Public Docs
OpenAPI Source of Truth
MCP Streamable HTTP
CLI for Consumers

TSFM.ai developer documentation.

Multiple pages, one contract. API, MCP, and CLI are aligned on the same schema so teams can move from manual calls to production automation with zero drift.

Production

Launch readiness checklist

Production means control plane, data plane, and billing are all equally hardened. Use this page as a final gate before opening self-serve traffic.

Minimum launch gates

  1. 1All core endpoints pass `pnpm api:smoke` in CI and staging.
  2. 2OpenAPI schema validates and is published with release artifacts.
  3. 3Postgres backup and restore drills have been executed successfully.
  4. 4Stripe usage meter events reconcile against internal usage ledger.
  5. 5Runbook exists for inference gateway outage and key revocation incidents.

Data Plane

  • Configure `INFERENCE_GATEWAY_BASE_URL` to your OpenAI-compatible GPU gateway.
  • Set `INFERENCE_GATEWAY_API_KEY` from secret manager; never hardcode credentials.
  • Tune `INFERENCE_TIMEOUT_MS` per provider latency profile.
  • Define model fallback policy (`timesfm -> chronos -> ttm`) for partial outages.

Control Plane

  • Use PostgreSQL (`STORE_BACKEND=postgres`) with managed backups and PITR.
  • Enable SSL and strict role separation for app user vs migration/admin users.
  • Enforce API key rotation cadence and immediate revoke workflow.
  • Back account, usage, and billing APIs with authenticated session middleware only.

Billing + Stripe

  • Map usage events (`input_tokens`, `output_tokens`, `cost_usd`) to Stripe meters.
  • Verify product + price ids by environment (`test` vs `live`).
  • Handle subscription state drift with nightly reconciliation jobs.
  • Expose billing profile status in `/api/account/billing` and account UI.

Observability

  • Track request counts, p50/p95 latency, and non-2xx rates by endpoint + model.
  • Log request ids and propagate `x-request-id` from upstream providers.
  • Alert on error spikes, timeout growth, and budget burn anomalies.
  • Publish status heartbeat from `/api/system/status` per region.

MCP + CLI Distribution

  • Run MCP separately from API HTTP server to decouple scaling and isolation.
  • Keep MCP transport stateless (`sessionIdGenerator: undefined`) for horizontal scaling.
  • Version CLI releases alongside schema changes and publish migration notes.
  • Gate releases with `pnpm api:schema:check`, `pnpm api:smoke`, and CLI integration checks.

Day-2 operations

SLO monitoring

Track p95 latency and error rates per model/provider, not just aggregate totals.

Capacity planning

Forecast token throughput and horizon distribution so GPU routing policies stay ahead of demand.

Contract management

Treat schema changes as versioned releases and announce operation-level change notes.

Cost governance

Review cost per 1M tokens by model weekly and adjust default routing for margin protection.

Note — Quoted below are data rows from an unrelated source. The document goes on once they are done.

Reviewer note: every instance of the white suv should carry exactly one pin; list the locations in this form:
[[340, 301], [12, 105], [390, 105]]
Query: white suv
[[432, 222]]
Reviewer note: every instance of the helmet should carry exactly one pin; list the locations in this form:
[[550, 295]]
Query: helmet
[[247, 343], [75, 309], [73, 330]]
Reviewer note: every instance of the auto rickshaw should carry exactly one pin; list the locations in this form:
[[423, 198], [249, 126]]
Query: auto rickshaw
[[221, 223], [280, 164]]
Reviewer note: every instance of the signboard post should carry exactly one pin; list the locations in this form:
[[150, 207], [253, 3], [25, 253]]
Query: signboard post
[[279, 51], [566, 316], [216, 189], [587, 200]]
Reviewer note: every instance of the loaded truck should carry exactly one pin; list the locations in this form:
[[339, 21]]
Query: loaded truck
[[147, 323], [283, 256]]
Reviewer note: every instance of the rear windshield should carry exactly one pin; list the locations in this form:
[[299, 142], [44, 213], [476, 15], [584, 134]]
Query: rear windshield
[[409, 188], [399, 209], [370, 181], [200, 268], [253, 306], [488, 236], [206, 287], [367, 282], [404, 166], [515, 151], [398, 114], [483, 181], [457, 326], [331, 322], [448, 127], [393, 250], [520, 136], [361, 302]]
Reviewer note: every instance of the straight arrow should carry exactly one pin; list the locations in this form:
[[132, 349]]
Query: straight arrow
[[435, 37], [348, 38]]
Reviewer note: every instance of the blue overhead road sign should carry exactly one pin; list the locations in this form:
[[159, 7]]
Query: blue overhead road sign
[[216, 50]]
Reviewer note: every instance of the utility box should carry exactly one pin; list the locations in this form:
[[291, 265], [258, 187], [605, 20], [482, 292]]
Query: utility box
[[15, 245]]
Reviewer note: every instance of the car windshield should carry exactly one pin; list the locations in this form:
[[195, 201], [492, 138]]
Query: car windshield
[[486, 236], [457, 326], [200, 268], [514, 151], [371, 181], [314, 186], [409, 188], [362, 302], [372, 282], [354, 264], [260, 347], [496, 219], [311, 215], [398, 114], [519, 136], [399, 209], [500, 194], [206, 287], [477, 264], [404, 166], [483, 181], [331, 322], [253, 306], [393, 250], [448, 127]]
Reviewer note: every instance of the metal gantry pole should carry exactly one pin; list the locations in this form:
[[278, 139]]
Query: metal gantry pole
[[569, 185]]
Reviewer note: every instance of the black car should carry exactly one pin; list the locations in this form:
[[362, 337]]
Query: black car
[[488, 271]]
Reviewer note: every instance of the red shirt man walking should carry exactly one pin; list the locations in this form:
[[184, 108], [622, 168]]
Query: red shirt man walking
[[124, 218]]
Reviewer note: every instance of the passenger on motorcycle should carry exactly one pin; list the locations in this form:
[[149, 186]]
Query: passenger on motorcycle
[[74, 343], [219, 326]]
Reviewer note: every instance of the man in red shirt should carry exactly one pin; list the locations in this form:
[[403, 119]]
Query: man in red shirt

Incident response priorities

  • Credential compromise: revoke affected keys, rotate gateway secrets, and force re-issue.
  • Provider outage: switch routing policy to fallback model family and reduce max horizon if needed.
  • Billing drift: pause metered invoicing and reconcile usage ledger before finalizing invoices.
  • Schema breakage: roll back schema publish and pin CLI/MCP consumers to previous contract snapshot.